Kumpulan kaidah fikih tentang ibadah
mahdhah. Ibadah dalam Islam, ada yang disebut sebagai ibadah
mahdhah ada juga disebut sebagai ibadah
ghairu mahdhah. Namun sebelum membahas maksud dari ibadah
mahdhah dan
ghairu mahdhah, terlebih dahulu didefinisikan pengertian ibadah.
Kata ibadah berasal dari bahasa arab artinya patuh, tunduk. Dilihat dari
segi istilah, ibadah adalah sebutan yang mencakup seluruh apa yang
dicintai dan diridhai Allah SWT, baik berupa ucapan atau perbuatan yang
tampak maupun yang sirr yang dilakukan oleh manusia. Dalam istilah lain,
ibadah adalah ketundukan manusia kepada Allah yang dilaksanakan atas
dasar iman yang kuat dengan melaksanakan semua perintah Allah dan
meninggalkan larangan-Nya dengan tujuan mengharapkan ridha dan
ampunan-Nya, termasuk tujuannya ingin masuk surga. Selain itu beribadah
kepada Allah harus dilakukan dengan ikhlas, bukan untuk mendapatkan
pujian dari orang lain atau maksud-maksud lainnya.

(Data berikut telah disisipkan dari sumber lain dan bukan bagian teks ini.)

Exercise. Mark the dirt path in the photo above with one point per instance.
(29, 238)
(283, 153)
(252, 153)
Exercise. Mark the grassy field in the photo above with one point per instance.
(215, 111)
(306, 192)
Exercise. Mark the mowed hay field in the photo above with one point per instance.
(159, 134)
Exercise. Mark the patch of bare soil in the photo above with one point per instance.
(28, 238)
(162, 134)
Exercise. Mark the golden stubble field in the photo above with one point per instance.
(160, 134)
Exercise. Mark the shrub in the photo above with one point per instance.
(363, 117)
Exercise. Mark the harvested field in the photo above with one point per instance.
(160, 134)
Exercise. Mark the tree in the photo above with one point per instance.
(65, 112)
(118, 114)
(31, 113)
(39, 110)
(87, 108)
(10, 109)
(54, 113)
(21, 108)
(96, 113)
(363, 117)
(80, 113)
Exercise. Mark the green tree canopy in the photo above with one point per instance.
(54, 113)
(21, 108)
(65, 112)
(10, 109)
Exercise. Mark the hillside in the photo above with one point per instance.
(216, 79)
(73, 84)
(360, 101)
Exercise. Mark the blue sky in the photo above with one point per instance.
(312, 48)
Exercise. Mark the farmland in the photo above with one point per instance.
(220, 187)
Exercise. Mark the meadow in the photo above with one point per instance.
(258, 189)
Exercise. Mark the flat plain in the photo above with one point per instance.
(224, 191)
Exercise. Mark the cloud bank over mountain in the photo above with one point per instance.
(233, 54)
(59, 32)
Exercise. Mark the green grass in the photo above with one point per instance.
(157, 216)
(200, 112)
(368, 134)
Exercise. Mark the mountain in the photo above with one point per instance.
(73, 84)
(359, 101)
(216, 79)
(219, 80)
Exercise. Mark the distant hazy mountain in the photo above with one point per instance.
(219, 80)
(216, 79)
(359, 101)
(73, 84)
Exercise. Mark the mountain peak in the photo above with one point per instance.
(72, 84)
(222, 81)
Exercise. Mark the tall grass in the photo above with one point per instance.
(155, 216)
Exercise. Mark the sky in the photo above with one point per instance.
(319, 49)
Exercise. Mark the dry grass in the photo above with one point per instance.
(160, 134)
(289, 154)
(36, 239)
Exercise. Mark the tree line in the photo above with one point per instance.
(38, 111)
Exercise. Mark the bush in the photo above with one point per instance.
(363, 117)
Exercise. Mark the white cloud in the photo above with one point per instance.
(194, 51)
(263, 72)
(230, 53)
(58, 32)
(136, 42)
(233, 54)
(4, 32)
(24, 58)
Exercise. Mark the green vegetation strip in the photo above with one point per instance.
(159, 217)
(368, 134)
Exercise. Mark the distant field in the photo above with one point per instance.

Selanjutnya berkaitan dengan
mahdhah. Maksud dari ibadah
mahdhah adalah ibadah yang murni hubungan antara manusia dengan Allah. Jenis-jenis ibadah yang termasuk ibadah
mahdhah
adalah : wudhu, tayammum, mandi suci dari hadats, adzan, iqamat,
shalat, membaca Alquran, i’tikaf di mesjid, puasa, haji, umrah,
tajhiz al-janazah [penyelenggaraan jenazah].
Adapun ibadah
ghairu mahdhah adalah ibadah yang bukan murni
berhubungan secara langsung dengan Allah. Dalam istilah lain dikatakan
bahwa semua bentuk amal kegiatan yang tujuannya untuk
taqarrub ilallah, serta tempat dan waktunya tidak diatur secara rinci oleh Allah, maka itu disebut sebagai ibadah
ghairu mahdhah. Di antara ibadah yang termasuk ibadah
ghairu mahdhah
adalah sedekah, infaq, membuang sesuatu yang dapat menghalangi orang di
jalan, belajar, mengajar, dzikir, dakwah, tolong menolong, gotong
royong, rukun dengan tetangga dan lain sebagainya, bahkan termasuk juga
perilaku yang terpuji.
Intinya adalah bahwa yang harus diperhatikan dalam ibadah
ghairu mahdhah adalah :
- Tidak adanya dalil baik dari Alquran dan pun Nabi yang melarang
melakukan ibadah ghairu mahdhah. Artinya, selama Allah dan Rasul-Nya
tidak melarang tau mengharamkan maka ibadah bentuk ini boleh
dilaksanakan.
- Pola atau style pelaksanaan ibadah tersebut tidak selalu persis sama
seperti pola yang dilakukan Nabi. Misalnya, cara berinfaq dan
bersedekah, jumlah yang diinfaqkan dan disedekahkan atau yang lainnya.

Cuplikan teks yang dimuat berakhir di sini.